Why Spider-Man 4 Didn’t Happen
It’s no secret Raimi was disappointed by how Spider-Man 3 turned out, and he envisioned a fourth movie as a chance to rebound and get the series back on track. However, he felt pressured by the set May 2011 release date, and after failing to crack the story on multiple occasions, decided it was best for everyone if he just left the project. The last thing he wanted to do was rush something he didn’t have faith in and hurt the franchise’s legacy even more. Raimi did note that the breakup with Sony was amicable and there don’t appear to be any hard feelings. In fact, back in 2015, he said he would “love to” direct a Marvel movie if he was needed. These days, Jon Watts seems to have a good handle on the Spider-Man franchise, but at least a bridge wasn’t burned.
Unfortunately, Raimi was not in a position where he could take extra time to get things right. Under the terms of the agreement that sold the Spider-Man movie rights to Sony, the studio needed to be actively in production on a new Spider-Man film every handful of years, or else the rights would revert back to Marvel. It goes without saying that Sony didn’t want to lose their prized cash cow, so there was a necessity to get the ball rolling on a film, with or without Raimi, and that’s why the May 2011 release window was originally selected. Because Raimi couldn’t come up with something he was happy with on that timeline, he essentially had to step down. This isn’t to say he was forced out by Sony, but there was a ticking clock element at play. When his Spider-Man 4 fell apart, Sony’s choices were reboot or lose the rights. The obvious business choice was always the former. That clearly didn’t work out for them, but it did lead to the groundbreaking deal with Marvel Studios.
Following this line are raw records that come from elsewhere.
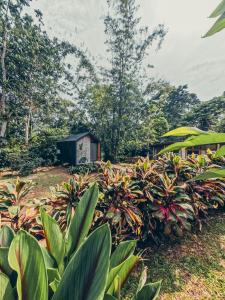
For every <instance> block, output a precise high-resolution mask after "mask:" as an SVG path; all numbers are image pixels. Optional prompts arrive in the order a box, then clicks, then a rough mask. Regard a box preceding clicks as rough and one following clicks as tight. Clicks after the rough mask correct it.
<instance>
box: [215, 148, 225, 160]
mask: <svg viewBox="0 0 225 300" xmlns="http://www.w3.org/2000/svg"><path fill="white" fill-rule="evenodd" d="M221 156H225V146H222V147H221V148H220V149H219V150H217V151H216V153H215V155H214V157H215V158H218V157H221Z"/></svg>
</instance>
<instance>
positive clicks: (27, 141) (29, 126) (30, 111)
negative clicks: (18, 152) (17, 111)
mask: <svg viewBox="0 0 225 300" xmlns="http://www.w3.org/2000/svg"><path fill="white" fill-rule="evenodd" d="M30 125H31V109H29V113H28V115H27V117H26V119H25V144H26V145H28V144H29V139H30Z"/></svg>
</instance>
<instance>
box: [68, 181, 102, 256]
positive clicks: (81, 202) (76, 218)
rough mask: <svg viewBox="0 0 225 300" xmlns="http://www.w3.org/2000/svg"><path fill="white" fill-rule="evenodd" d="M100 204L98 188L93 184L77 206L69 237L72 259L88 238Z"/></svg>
mask: <svg viewBox="0 0 225 300" xmlns="http://www.w3.org/2000/svg"><path fill="white" fill-rule="evenodd" d="M97 202H98V186H97V184H96V183H95V184H92V185H91V186H90V188H89V189H88V190H87V191H86V192H85V193H84V195H83V197H82V198H81V200H80V202H79V203H78V205H77V208H76V212H75V215H74V217H73V219H72V221H71V224H70V227H69V230H68V235H67V256H68V257H70V256H71V255H72V254H73V252H75V251H76V250H77V249H78V247H79V246H80V245H81V243H82V242H83V241H84V239H85V238H86V236H87V234H88V232H89V230H90V227H91V224H92V222H93V217H94V212H95V207H96V205H97Z"/></svg>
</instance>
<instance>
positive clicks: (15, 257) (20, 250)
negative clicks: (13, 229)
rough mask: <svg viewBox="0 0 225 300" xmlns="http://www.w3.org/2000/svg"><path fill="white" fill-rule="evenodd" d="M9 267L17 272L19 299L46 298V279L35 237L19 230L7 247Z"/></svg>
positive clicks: (43, 263)
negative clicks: (9, 245) (9, 264)
mask: <svg viewBox="0 0 225 300" xmlns="http://www.w3.org/2000/svg"><path fill="white" fill-rule="evenodd" d="M8 259H9V264H10V267H11V268H12V269H13V270H15V271H16V272H17V274H18V278H17V293H18V299H19V300H31V299H32V300H40V299H41V300H47V299H48V279H47V272H46V268H45V263H44V257H43V254H42V250H41V248H40V246H39V244H38V242H37V241H36V239H35V238H34V237H33V236H31V235H30V234H29V233H27V232H26V231H24V230H20V231H19V232H18V233H17V235H16V237H15V238H14V239H13V241H12V243H11V246H10V248H9V255H8Z"/></svg>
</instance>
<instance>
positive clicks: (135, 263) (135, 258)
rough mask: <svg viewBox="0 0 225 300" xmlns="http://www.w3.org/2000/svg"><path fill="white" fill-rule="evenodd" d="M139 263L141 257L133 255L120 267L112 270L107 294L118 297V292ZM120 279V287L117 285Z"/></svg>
mask: <svg viewBox="0 0 225 300" xmlns="http://www.w3.org/2000/svg"><path fill="white" fill-rule="evenodd" d="M139 261H140V257H139V256H134V255H132V256H130V257H129V258H127V259H126V260H125V261H124V262H122V263H121V264H120V265H119V266H117V267H115V268H113V269H111V270H110V272H109V276H108V280H107V287H106V291H107V294H109V295H113V296H116V295H117V294H118V291H119V290H120V289H121V287H122V286H123V285H124V283H125V282H126V280H127V278H128V277H129V275H130V273H131V272H132V271H133V269H134V267H135V266H136V264H137V263H138V262H139ZM118 277H119V286H118V284H117V281H118ZM115 280H116V283H115ZM117 286H118V287H117ZM116 287H117V288H116Z"/></svg>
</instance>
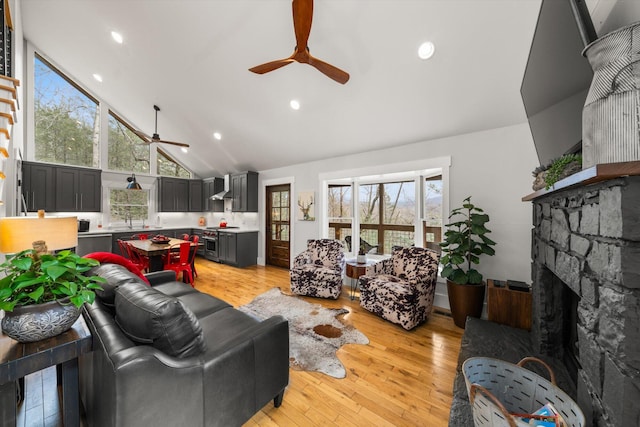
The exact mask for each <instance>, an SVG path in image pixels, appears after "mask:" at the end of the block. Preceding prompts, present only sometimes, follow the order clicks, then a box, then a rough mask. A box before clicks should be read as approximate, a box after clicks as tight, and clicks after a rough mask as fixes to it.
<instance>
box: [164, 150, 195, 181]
mask: <svg viewBox="0 0 640 427" xmlns="http://www.w3.org/2000/svg"><path fill="white" fill-rule="evenodd" d="M158 175H162V176H175V177H177V178H191V172H189V171H188V170H187V169H186V168H184V167H183V166H182V165H180V164H179V163H178V162H176V161H175V160H173V159H172V158H171V156H169V155H168V154H167V153H165V152H164V151H162V150H160V149H159V148H158Z"/></svg>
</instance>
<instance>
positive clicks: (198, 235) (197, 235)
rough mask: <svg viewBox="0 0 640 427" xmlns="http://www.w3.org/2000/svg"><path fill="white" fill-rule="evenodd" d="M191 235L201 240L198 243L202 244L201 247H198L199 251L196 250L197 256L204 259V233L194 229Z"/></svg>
mask: <svg viewBox="0 0 640 427" xmlns="http://www.w3.org/2000/svg"><path fill="white" fill-rule="evenodd" d="M191 235H195V236H198V239H199V240H198V243H199V244H200V246H198V249H197V250H196V254H197V255H199V256H201V257H204V240H202V236H203V235H204V232H203V231H202V229H200V228H193V229H191Z"/></svg>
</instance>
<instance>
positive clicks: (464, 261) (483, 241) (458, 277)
mask: <svg viewBox="0 0 640 427" xmlns="http://www.w3.org/2000/svg"><path fill="white" fill-rule="evenodd" d="M452 218H453V219H455V221H454V222H451V223H449V224H447V231H446V232H445V234H444V240H443V241H442V243H440V246H441V247H442V254H443V256H442V259H441V262H442V265H443V266H444V268H443V270H442V273H441V275H442V277H444V278H445V279H447V280H450V281H452V282H454V283H457V284H460V285H464V284H480V283H482V274H480V272H478V270H476V269H475V268H473V267H472V264H479V263H480V256H481V255H489V256H491V255H494V254H495V250H494V249H493V247H492V246H494V245H495V244H496V243H495V242H494V241H493V240H491V239H490V238H488V237H487V234H488V233H490V232H491V230H489V229H488V228H487V227H486V226H485V224H486V223H487V222H489V215H487V214H485V213H484V211H483V210H482V209H480V208H479V207H477V206H475V205H474V204H473V203H471V197H467V198H466V199H464V203H463V205H462V207H460V208H457V209H454V210H452V211H451V214H450V215H449V220H451V219H452Z"/></svg>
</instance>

Spider-Man 4 will forever be a fascinating “what if?” and the story behind it still intrigues people to this day. There was a lot of buzz earlier this month when Marvel Comics cryptically shared an image of a webbed number 4, leading some to believe the movie was going to be turned into a comic book. Sadly, that wasn’t the case, and it was merely part of a countdown to announce a new Spider-Man comic from J.J. Abrams and his son Henry. Fans may never know everything about Spider-Man 4, but hopefully one day more details are shared.